By Sean Keenan
Water knows no prejudice, but a storm’s impact depends on who you are and where you live. Elevation matters—much of Buckhead sits higher than Bankhead—but so do decades of planning decisions, and a long history of racist civil engineering has left many of Atlanta’s lowest-income communities disproportionately vulnerable to flooding.
Now, city leaders are weighing a way to fund rain management: a proposed stormwater utility set to take shape later this year. Supporters say it would finally create a dedicated, reliable funding source to fix chronic flooding. Critics warn it would add yet another monthly bill for residents already stretched thin.
Here’s what a stormwater utility is, why Atlanta is considering one, and how its design could determine whether it becomes a solution or a burden.
What is a stormwater utility?
Stormwater runs off roads, driveways, and parking lots into drains, creeks, and rivers. Unlike drinking water or sewage, stormwater moves through a fragmented network of public pipes, private drainage systems, buried streams, open channels, detention ponds, and green space.

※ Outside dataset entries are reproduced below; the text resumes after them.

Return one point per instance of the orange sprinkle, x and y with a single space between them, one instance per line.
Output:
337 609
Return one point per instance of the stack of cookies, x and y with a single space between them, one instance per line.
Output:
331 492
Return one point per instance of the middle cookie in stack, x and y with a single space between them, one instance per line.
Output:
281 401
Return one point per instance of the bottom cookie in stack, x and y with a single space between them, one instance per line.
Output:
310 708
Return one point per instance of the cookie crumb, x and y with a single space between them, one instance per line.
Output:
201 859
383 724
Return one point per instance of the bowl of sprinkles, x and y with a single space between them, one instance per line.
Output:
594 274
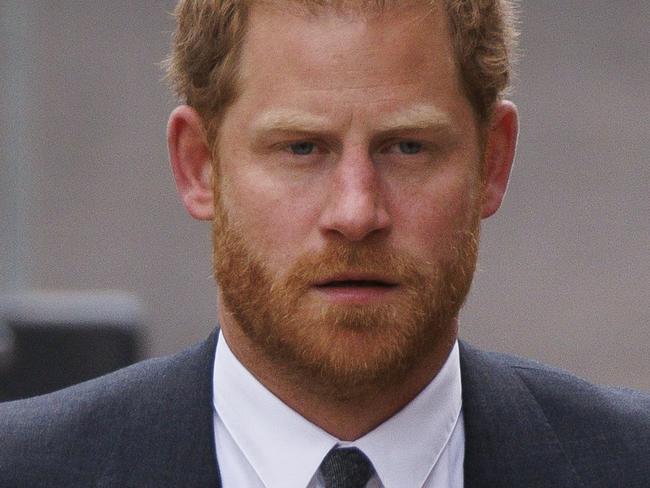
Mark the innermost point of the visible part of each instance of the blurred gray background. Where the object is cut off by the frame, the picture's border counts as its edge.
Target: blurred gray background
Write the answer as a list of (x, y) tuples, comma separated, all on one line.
[(87, 199)]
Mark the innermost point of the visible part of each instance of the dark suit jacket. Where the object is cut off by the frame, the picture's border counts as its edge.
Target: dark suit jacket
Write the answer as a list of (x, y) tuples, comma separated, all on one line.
[(151, 425)]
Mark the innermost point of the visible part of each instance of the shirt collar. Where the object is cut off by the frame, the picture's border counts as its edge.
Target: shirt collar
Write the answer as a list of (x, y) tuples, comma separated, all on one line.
[(285, 449)]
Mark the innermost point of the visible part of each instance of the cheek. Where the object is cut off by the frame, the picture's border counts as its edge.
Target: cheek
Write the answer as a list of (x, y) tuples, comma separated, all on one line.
[(275, 218), (427, 217)]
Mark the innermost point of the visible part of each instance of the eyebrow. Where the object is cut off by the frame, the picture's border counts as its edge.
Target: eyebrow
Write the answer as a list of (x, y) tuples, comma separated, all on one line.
[(288, 120), (416, 117)]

Today, Atlanta relies heavily on its general fund and Municipal Option Sales Tax to pay for stormwater projects, forcing flood control to compete with other city priorities. A stormwater utility, which would be run by the city’s Department of Watershed Management, would take pressure off those purses by directly billing residents and concentrating improvements under one municipal umbrella. Utilities also allow cities to borrow money against future revenue, accelerating projects that might otherwise take decades.

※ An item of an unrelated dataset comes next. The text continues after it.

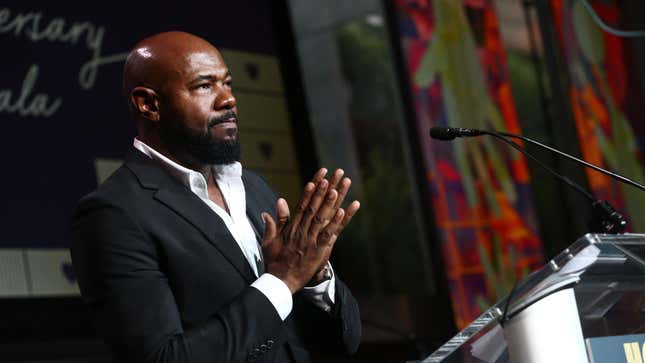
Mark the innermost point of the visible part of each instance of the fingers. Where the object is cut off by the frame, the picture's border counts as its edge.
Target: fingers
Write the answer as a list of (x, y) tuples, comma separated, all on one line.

The money would be used to maintain aging pipes, stabilize eroding creeks, and build flood-control projects, including green spaces like Rodney Cook Sr. Park and Historic Fourth Ward Park. “It’s not all sexy,” said Chris Manganiello, the water policy director for the Chattahoochee Riverkeeper. “This is basic infrastructure that needs to be maintained. There isn’t a ribbon-cutting for a stormwater pipe.”
Why now?
Climate change is reshaping precipitation patterns and overwhelming systems designed for a different era. “We’re still averaging about 50 inches of rainfall a year, but in a given month we see greater swings between excess rainfall and dry conditions,” said Katherine Atteberry, a stormwater planning manager at the Atlanta Regional Commission. “We’re seeing more short, high-intensity storms … and our systems are not really designed for that.” Decades-old underground channels—both manmade and natural—are choking on heavy downpours, flooding Atlanta neighborhoods.
Many Atlanta neighborhoods were developed before the early 2000s, before Georgia began requiring developers to analyze how construction would affect downstream flooding. Overlay those challenges with decades of growth—more pavement, fewer places for water to soak into the ground—and the strain becomes obvious.

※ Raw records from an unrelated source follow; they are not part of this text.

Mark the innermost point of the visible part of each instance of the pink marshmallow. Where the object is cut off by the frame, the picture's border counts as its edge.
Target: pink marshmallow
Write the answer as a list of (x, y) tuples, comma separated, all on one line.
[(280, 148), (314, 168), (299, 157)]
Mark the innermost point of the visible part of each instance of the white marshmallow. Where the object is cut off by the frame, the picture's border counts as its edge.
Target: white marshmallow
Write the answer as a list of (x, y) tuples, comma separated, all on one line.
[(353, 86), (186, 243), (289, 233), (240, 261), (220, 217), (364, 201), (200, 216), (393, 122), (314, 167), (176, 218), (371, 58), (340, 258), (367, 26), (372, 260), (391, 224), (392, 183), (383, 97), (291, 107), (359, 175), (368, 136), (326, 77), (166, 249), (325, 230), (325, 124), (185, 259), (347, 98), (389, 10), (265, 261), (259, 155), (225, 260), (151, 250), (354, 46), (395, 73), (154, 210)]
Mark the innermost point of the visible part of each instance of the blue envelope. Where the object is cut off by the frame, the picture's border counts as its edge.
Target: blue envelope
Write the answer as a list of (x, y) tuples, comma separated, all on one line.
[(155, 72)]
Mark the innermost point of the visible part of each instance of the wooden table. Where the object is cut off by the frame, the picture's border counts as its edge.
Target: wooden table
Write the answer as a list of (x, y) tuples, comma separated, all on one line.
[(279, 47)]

Atlanta would be joining a growing trend: Across the Metropolitan North Georgia Water Planning District, roughly 40 percent of local governments already operate stormwater utilities, Atteberry said. Nationwide, there are more than 2,100 stormwater utility programs, according to a Western Kentucky University study.
How would fees be calculated?
Most stormwater utilities charge fees based on how much runoff a property generates. That means measuring hard surfaces like rooftops, driveways, and parking lots.
Some governments, like Gwinnett County, have used aerial photography to calculate those surfaces precisely. Others rely on an “equivalent residential unit,” essentially an average house that serves as a baseline for a monthly fee. Larger (or more paved) properties pay more; smaller ones pay less.
In Georgia cities with stormwater fees, residential charges can range from a few dollars a month to more than $20. Many utilities also offer credit systems for property owners who install features like rain gardens or detention systems.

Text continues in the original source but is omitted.